I needed to try Teradyne (NASDAQ:TER) to see if it will be a great time to start out a place after declining over 30% in the previous few years. The corporate’s stability sheet is strong; nevertheless, its prime line and profitability have skilled latest declines that don’t seem like bettering within the close to time period. Regardless of this, the anticipated restoration in key enterprise segments is anticipated to reverse the present development. Nonetheless, I consider it isn’t advisable to provoke a place right now because of the firm’s premium valuation.

A bit on the Firm

Teradyne is within the semiconductor testing enterprise. It offers machines for testing and meeting of elements. It focuses on semiconductor testing, which checks whole wafers and particular person chips in the course of the manufacturing course of. The second phase it focuses on is wi-fi testing. They check elements in cell phones and different related modules. Over the previous few years, the corporate determined to diversify away from what it does greatest and entered right into a “high-growth” sector of robotics. They manufacture robotic arms and collaborative bots or cobots to help people so all the things is extra environment friendly.

The corporate makes most of its income from the testing aspect of the enterprise, particularly semiconductors (round 70%), and increasing into an unrelated robotics phase isn’t the best way to realize a aggressive benefit, because it takes the main focus off its predominant companies and what they do greatest, which I’ll cowl within the later part.

Financials

As of FY23, ended Dec 31 ´23, revealed Jan 31 ’24, the corporate had round $819m in money and equivalents, in opposition to no debt. That alone ought to excite many buyers, as that’s already an excellent stability sheet and a place to be in. This enables for lots extra flexibility in how the administration desires to allocate the sources/ money move out there with out annual bills on debt hanging over the pinnacle. Ideally the corporate makes use of all this capital out there for additional the expansion of the corporate, which can profit shareholders in the long term. Let’s take a look at how the opposite metrics have progressed through the years.

The corporate’s present ratio has been constantly excessive, which is a little bit too excessive in my view. This indicators to me that the capital it has, primarily the money place isn’t being utilized very effectively, and it looks as if the corporate is hoarding it for no purpose.

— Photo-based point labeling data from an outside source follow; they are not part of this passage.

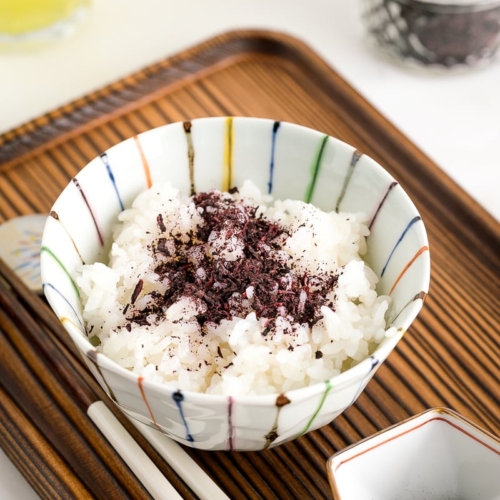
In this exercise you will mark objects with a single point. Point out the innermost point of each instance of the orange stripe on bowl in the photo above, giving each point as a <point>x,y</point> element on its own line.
<point>401,274</point>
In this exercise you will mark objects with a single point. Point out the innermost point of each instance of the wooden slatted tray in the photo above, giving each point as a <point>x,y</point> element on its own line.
<point>451,354</point>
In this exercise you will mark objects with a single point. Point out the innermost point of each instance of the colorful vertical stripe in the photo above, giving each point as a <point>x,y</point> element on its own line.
<point>228,167</point>
<point>315,168</point>
<point>328,388</point>
<point>144,160</point>
<point>189,139</point>
<point>104,158</point>
<point>230,444</point>
<point>401,238</point>
<point>276,126</point>
<point>91,212</point>
<point>356,155</point>
<point>178,397</point>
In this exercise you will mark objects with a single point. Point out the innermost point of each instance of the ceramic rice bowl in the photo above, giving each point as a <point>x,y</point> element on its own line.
<point>285,160</point>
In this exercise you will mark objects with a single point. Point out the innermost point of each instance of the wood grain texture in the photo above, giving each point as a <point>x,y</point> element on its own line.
<point>451,354</point>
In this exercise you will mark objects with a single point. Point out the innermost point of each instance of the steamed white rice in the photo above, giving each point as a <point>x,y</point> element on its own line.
<point>234,357</point>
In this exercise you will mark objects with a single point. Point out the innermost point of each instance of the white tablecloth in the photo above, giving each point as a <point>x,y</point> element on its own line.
<point>454,118</point>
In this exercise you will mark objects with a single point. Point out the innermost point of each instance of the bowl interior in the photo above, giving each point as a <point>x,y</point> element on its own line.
<point>283,159</point>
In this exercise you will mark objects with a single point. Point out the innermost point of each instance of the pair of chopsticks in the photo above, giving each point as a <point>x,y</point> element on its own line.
<point>61,430</point>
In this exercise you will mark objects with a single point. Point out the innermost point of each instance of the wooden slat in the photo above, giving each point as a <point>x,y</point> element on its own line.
<point>451,354</point>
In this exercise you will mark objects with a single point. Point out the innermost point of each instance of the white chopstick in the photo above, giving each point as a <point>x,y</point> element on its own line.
<point>134,456</point>
<point>192,474</point>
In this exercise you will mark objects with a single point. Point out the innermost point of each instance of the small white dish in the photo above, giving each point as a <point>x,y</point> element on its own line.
<point>435,455</point>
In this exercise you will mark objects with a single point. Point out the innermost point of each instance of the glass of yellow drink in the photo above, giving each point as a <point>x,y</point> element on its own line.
<point>31,23</point>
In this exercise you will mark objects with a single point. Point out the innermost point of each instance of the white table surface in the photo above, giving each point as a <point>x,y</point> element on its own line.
<point>453,118</point>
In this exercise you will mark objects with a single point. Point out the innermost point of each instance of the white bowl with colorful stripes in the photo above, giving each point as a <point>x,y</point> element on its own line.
<point>285,160</point>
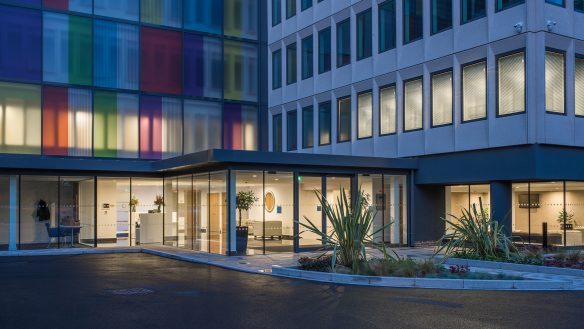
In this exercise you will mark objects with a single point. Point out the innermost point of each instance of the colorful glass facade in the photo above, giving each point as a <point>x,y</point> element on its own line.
<point>140,79</point>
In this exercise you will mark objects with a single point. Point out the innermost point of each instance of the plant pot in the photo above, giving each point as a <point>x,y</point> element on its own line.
<point>241,239</point>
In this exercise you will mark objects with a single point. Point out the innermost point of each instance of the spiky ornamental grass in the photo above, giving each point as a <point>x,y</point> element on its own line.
<point>350,229</point>
<point>475,234</point>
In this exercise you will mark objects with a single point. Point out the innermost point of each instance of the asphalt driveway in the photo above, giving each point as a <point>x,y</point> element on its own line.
<point>144,291</point>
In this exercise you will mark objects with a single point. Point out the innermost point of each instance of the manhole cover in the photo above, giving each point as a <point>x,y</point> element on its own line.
<point>131,291</point>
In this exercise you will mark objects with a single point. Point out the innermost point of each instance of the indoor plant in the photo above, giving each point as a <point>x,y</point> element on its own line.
<point>244,200</point>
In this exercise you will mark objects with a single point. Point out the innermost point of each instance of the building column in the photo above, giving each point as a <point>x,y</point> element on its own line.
<point>502,204</point>
<point>13,216</point>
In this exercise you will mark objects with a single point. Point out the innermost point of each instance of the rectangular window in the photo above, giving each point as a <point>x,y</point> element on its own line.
<point>277,69</point>
<point>290,8</point>
<point>161,12</point>
<point>276,12</point>
<point>413,105</point>
<point>116,49</point>
<point>579,85</point>
<point>511,84</point>
<point>202,126</point>
<point>277,133</point>
<point>324,123</point>
<point>441,15</point>
<point>441,99</point>
<point>471,10</point>
<point>324,50</point>
<point>240,127</point>
<point>474,91</point>
<point>307,58</point>
<point>307,127</point>
<point>344,43</point>
<point>240,18</point>
<point>387,25</point>
<point>160,127</point>
<point>160,61</point>
<point>344,119</point>
<point>413,20</point>
<point>504,4</point>
<point>554,82</point>
<point>122,9</point>
<point>67,49</point>
<point>203,15</point>
<point>291,68</point>
<point>365,115</point>
<point>291,122</point>
<point>202,59</point>
<point>387,111</point>
<point>20,118</point>
<point>364,34</point>
<point>67,121</point>
<point>115,120</point>
<point>240,71</point>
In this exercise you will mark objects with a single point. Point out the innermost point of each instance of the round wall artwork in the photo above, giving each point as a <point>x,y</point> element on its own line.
<point>270,201</point>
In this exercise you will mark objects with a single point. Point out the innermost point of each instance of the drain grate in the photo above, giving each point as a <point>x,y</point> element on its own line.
<point>131,292</point>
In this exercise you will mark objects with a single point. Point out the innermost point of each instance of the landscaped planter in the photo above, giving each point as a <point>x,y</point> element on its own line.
<point>383,281</point>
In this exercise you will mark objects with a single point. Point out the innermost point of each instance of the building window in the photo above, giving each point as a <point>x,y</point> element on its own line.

The administration is open to utilizing the out there money for additional acquisitions and needs to keep up a minimal of $800m out there for such actions, saying “Our technique stays constant, as we take a balanced strategy to keep up a minimal money stage of $800 million, which permits us to run the enterprise, have money reserves put aside within the occasion of a major downturn and have dry powder for M&A.” I wish to see the corporate be extra aggressive with the money. Nevertheless, it’s a good drawback to have. I’d prefer to see this ratio coming all the way down to round 2.0 on the most. It’s secure to say, that the corporate is at no threat of insolvency because it has no debt, and doesn’t have any liquidity points, since its present property simply cowl short-term obligations.

Current Ratio

Present Ratio (Writer)

By way of revenues, the final two years have been robust, to say the least. Within the final two years, the corporate’s prime line declined 15% in FY22, and 15% in FY23. Even earlier than the declines, we are able to see that the income progress was not there, as its 10-year CAGR is simply over 5%, whereas within the shorter phrases, this has decelerated additional. The corporate must discover a option to rejuvenate its top-line progress, or it should fall out of buyers’ favor.

Revenue

Income (Writer)

I at all times say that even when the corporate could not present top-line progress, which is essential for lots of buyers, for me, effectivity and profitability are extra essential, so let’s see how margins have developed over the past whereas.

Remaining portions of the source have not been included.